Their findings: Of 390 patients that met inclusion criteria, there was no added benefit on functional impairment from opioids/cyclobenzaprine. There were also more adverse effects with those medications. (Adverse events included: drowsiness, dizziness, n/v, and stomach irritation.) Functional impairment was measured at 1-week and then 3-months post-ED visit.
Although their primary outcome was functional impairment, they also investigated adherence, utilization of the medication, desire for same medication, days to return to work and self-reported pain. There was minimal difference in these outcomes, excepting more patients in the opiate group reported mild/no pain than the other two groups (difference, 18% [95% CI, 3%-33%]; NNT, 6[95%CI, 3-37]). This is a more subjective metric, but something to consider.
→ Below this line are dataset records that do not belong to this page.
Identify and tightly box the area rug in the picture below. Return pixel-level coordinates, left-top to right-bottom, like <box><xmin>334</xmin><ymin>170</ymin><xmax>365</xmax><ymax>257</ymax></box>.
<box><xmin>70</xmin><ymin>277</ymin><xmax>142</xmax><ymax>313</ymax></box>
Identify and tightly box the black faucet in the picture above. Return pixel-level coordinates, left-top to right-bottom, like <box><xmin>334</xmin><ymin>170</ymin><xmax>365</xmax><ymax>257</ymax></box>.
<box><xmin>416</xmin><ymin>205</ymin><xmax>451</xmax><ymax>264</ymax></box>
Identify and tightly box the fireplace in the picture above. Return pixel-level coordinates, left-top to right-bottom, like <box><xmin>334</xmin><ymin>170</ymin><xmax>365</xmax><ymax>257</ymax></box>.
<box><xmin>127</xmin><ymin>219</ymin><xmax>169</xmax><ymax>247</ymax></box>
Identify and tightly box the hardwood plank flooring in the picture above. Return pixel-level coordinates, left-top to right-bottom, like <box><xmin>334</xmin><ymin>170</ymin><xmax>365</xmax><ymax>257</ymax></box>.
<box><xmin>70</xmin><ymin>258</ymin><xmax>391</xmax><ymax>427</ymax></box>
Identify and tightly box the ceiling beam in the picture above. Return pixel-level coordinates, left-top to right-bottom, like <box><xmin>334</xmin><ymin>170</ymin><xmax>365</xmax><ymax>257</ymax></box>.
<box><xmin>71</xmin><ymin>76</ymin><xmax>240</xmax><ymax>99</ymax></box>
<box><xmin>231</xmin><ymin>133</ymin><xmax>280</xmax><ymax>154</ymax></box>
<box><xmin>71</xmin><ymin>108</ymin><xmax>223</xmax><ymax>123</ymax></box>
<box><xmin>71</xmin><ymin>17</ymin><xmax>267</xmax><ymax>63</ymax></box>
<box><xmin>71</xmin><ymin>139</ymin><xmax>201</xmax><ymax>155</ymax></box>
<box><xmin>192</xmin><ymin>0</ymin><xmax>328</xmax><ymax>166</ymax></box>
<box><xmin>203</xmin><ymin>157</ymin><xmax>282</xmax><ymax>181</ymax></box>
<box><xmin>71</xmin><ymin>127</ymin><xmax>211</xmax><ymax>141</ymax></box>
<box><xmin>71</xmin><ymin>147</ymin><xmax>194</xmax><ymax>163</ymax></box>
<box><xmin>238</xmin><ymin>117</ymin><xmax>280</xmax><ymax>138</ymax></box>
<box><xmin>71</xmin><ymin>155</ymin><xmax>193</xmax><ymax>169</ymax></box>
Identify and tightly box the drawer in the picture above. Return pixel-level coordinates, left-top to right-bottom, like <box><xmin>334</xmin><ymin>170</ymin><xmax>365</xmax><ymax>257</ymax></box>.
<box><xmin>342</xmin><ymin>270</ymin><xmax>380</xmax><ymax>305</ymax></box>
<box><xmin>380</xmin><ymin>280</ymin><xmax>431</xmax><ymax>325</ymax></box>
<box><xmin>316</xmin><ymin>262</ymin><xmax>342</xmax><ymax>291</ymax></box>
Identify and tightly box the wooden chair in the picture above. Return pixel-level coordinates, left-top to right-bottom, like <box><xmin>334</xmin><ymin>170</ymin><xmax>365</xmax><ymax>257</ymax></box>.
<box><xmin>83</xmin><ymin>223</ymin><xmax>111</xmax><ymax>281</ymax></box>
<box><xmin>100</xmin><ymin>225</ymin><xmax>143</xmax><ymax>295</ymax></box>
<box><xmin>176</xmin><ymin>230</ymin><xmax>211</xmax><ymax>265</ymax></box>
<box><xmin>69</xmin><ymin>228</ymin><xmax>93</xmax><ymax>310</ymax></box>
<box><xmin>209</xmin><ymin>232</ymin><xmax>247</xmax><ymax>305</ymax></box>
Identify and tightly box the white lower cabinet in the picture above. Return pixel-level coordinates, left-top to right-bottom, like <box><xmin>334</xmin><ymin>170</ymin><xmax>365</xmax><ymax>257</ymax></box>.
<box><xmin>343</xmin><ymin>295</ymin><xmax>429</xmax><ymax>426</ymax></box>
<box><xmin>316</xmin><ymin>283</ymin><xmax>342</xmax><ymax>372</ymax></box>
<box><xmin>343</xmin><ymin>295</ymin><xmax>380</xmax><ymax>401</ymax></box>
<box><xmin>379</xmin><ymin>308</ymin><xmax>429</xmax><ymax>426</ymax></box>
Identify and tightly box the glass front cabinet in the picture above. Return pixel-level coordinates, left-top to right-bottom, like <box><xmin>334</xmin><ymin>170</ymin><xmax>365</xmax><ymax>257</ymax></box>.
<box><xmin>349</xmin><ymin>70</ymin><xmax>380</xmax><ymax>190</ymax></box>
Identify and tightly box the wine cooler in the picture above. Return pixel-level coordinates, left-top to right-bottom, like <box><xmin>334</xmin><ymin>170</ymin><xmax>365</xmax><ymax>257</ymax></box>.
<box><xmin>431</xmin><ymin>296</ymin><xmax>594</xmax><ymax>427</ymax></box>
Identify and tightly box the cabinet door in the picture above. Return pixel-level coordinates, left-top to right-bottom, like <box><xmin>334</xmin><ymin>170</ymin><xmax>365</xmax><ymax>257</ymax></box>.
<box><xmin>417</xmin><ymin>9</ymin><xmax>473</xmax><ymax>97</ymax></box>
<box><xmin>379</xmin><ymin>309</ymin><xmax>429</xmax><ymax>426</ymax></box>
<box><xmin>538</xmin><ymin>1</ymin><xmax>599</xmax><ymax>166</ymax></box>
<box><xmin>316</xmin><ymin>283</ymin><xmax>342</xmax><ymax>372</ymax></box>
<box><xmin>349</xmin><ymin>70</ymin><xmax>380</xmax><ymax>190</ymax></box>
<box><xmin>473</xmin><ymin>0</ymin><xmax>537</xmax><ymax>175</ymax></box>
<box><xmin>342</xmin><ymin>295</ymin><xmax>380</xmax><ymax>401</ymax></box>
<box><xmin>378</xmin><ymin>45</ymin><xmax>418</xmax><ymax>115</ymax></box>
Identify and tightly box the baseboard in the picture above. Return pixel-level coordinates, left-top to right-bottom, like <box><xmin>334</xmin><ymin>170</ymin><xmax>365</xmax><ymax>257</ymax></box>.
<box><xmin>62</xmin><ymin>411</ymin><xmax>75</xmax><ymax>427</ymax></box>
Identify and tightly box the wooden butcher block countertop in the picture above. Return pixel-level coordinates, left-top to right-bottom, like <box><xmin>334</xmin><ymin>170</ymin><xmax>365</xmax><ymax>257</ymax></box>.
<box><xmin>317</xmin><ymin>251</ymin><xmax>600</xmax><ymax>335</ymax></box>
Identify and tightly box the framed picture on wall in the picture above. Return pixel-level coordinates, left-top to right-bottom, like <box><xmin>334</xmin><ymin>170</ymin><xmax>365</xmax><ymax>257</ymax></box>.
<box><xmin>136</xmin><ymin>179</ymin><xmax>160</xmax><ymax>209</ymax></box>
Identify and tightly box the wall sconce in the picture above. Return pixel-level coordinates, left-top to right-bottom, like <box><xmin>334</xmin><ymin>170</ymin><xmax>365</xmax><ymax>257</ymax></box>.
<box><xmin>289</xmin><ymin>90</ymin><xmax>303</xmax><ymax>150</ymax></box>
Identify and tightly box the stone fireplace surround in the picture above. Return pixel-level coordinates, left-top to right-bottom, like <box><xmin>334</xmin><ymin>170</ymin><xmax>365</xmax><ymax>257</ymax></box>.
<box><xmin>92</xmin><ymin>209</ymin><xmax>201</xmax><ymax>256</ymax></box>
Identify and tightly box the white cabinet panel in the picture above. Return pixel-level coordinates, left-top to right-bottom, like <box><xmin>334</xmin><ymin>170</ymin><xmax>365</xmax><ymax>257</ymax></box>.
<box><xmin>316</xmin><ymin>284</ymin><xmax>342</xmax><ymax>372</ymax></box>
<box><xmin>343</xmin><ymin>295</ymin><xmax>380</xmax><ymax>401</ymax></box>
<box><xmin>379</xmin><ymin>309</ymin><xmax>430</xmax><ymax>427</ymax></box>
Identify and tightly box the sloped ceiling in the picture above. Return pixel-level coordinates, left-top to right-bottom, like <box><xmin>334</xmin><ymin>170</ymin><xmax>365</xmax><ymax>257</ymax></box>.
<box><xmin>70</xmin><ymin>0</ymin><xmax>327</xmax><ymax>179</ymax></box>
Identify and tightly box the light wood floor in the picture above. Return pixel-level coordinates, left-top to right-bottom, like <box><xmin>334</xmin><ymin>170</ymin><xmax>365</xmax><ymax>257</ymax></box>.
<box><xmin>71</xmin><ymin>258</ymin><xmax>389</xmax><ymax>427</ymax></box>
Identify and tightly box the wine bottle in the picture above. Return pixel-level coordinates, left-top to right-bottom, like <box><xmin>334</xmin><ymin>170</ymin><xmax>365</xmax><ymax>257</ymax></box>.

The take-home: for non-elderly patients with acute onset, non-traumatic, non-radicular LBP, naproxen alone is likely sufficient and associated with less adverse effects. However, many ED LBP patients do not meet this criteria. Additionally, given that 46% reported continued analgesic use at 3 months, it would be important to ensure no adverse effects of chronic NSAID use if this pattern continued 2/2 continued pain.
Friedman BW, et al. Naproxen with Cyclobenzaprine, Oxycodone/Aceaminophen, or Placebo for Treating Acute Low Back Pain: A Randomized Clinical Trial. JAMA 2015;314(15):1572-80.